La voz del hombre siempre fue importante en su trayectoria. Ella también refleja aspectos de su liderazgo e incluso afecta a los que están a su alrededor. El tono, la autoridad, lo que se dice y su significado son determinantes para que el hombre sea escuchado, entendido y seguido.
En la actualidad, se ha demostrado, cada vez más, que usar la voz con inteligencia es sinónimo de éxito.
Eso puede notarse incluso cuando un hombre habla con un niño. Lo que un padre le enseña a su hijo es aprendido con más facilidad cuando el tono no es alto, demostrando que él está allí para ayudarlo en su crecimiento. El niño escucha y aprende, porque confía en algo que suena más como una orientación que como una orden. Con este tipo de actitud, se establece la autoridad. El resultado es que el hijo confía en su padre y viceversa.
Gritar ya no funciona como antiguamente, es algo en desuso, salvo cuando se usa como señal de alerta ante un peligro inminente que podría dañar a la otra persona. Fuera de eso, gritar casi nunca enseña nada. Al contrario, alimenta sentimientos de odio y rechazo que no son saludables, además de ser prácticamente un sinónimo de falta de templanza y autocontrol, contribuyendo, casi siempre, en el aumento del conflicto existente.
En la relación con la esposa, por ejemplo, gritar también puede cortar el hilo de confianza que debe existir entre una pareja, desembocando muchas veces en agresiones mutuas. Lo que, erróneamente, para muchos hombres puede parecer una señal de valentía, en realidad, es una señal de cobardía.

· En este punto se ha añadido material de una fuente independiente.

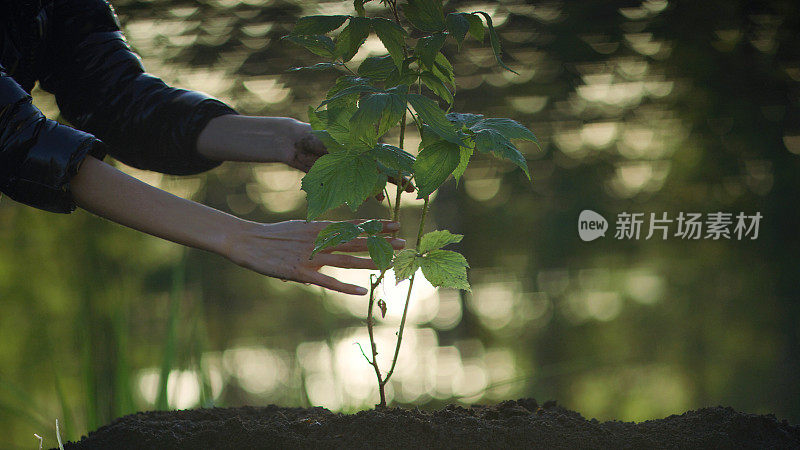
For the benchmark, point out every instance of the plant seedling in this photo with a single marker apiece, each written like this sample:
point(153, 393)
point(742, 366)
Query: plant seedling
point(364, 104)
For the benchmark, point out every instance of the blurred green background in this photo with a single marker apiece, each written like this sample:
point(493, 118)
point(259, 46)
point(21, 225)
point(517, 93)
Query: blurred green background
point(640, 107)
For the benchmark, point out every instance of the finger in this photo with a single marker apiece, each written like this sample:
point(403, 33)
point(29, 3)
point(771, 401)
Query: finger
point(408, 185)
point(344, 261)
point(332, 283)
point(360, 245)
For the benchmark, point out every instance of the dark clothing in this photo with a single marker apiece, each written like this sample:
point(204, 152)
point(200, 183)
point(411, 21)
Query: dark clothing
point(75, 50)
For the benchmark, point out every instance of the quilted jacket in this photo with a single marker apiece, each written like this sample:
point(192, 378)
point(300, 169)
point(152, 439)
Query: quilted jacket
point(75, 49)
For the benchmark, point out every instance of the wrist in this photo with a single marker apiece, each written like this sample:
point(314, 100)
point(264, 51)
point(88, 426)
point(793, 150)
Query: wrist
point(249, 139)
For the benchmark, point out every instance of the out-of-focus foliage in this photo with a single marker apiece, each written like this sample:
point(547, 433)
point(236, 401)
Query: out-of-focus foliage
point(641, 107)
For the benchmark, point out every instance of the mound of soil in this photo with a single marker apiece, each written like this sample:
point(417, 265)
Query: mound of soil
point(511, 424)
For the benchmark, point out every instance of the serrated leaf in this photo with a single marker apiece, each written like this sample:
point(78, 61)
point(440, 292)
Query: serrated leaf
point(380, 184)
point(383, 109)
point(337, 178)
point(445, 268)
point(350, 91)
point(425, 15)
point(377, 67)
point(507, 127)
point(359, 7)
point(312, 25)
point(405, 264)
point(404, 76)
point(434, 117)
point(380, 251)
point(335, 234)
point(435, 84)
point(463, 161)
point(444, 70)
point(395, 159)
point(317, 66)
point(350, 39)
point(428, 47)
point(464, 119)
point(433, 165)
point(438, 239)
point(319, 45)
point(392, 36)
point(457, 26)
point(488, 140)
point(331, 144)
point(495, 41)
point(476, 29)
point(372, 226)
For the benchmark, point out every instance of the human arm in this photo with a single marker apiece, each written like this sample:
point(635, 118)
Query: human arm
point(101, 87)
point(38, 156)
point(279, 250)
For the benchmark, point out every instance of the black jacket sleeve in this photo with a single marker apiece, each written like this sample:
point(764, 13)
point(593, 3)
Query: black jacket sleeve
point(38, 156)
point(101, 87)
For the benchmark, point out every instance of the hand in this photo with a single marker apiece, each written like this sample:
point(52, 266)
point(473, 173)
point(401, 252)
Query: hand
point(303, 147)
point(282, 250)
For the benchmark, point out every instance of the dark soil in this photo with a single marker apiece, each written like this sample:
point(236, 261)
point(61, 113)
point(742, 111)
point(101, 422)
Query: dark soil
point(511, 424)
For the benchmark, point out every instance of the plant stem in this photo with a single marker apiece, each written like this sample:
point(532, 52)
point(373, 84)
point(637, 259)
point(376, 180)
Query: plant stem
point(400, 184)
point(408, 301)
point(370, 328)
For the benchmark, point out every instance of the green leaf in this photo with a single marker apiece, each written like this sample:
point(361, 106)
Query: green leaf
point(433, 165)
point(488, 140)
point(317, 119)
point(331, 144)
point(475, 26)
point(445, 268)
point(380, 251)
point(380, 184)
point(337, 178)
point(507, 127)
point(317, 66)
point(335, 234)
point(458, 26)
point(372, 226)
point(434, 117)
point(464, 157)
point(392, 36)
point(495, 41)
point(319, 45)
point(350, 91)
point(464, 119)
point(395, 159)
point(426, 15)
point(383, 108)
point(438, 239)
point(377, 67)
point(359, 7)
point(428, 47)
point(350, 39)
point(404, 76)
point(444, 70)
point(311, 25)
point(405, 264)
point(435, 84)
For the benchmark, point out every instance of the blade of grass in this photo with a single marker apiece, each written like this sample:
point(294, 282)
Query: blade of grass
point(123, 394)
point(85, 336)
point(178, 281)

Un hombre jamás debería gritarle a su esposa. El diálogo, guiado siempre por la templanza y los argumentos bien construidos, genera armonía en la pareja y transforma la conversación en una calle de doble mano, en la que hay espacio para que los dos puedan hablar y escuchar, cada uno a su debido tiempo.
En el aspecto profesional, la voz del hombre también debe encontrar espacio, pero se trata de una construcción. Una vez más, gritar no es vigorizante y el hombre debe hacerse oír por estar preparado para hablar, por ser un profesional que tiene contenido y porque su palabra puede ser considerada. Para llegar a ese nivel, debe prepararse profesionalmente, estudiar e incluso organizarse mentalmente para saber posicionarse en las diferentes situaciones y para saber lo que debe decir en el momento correcto.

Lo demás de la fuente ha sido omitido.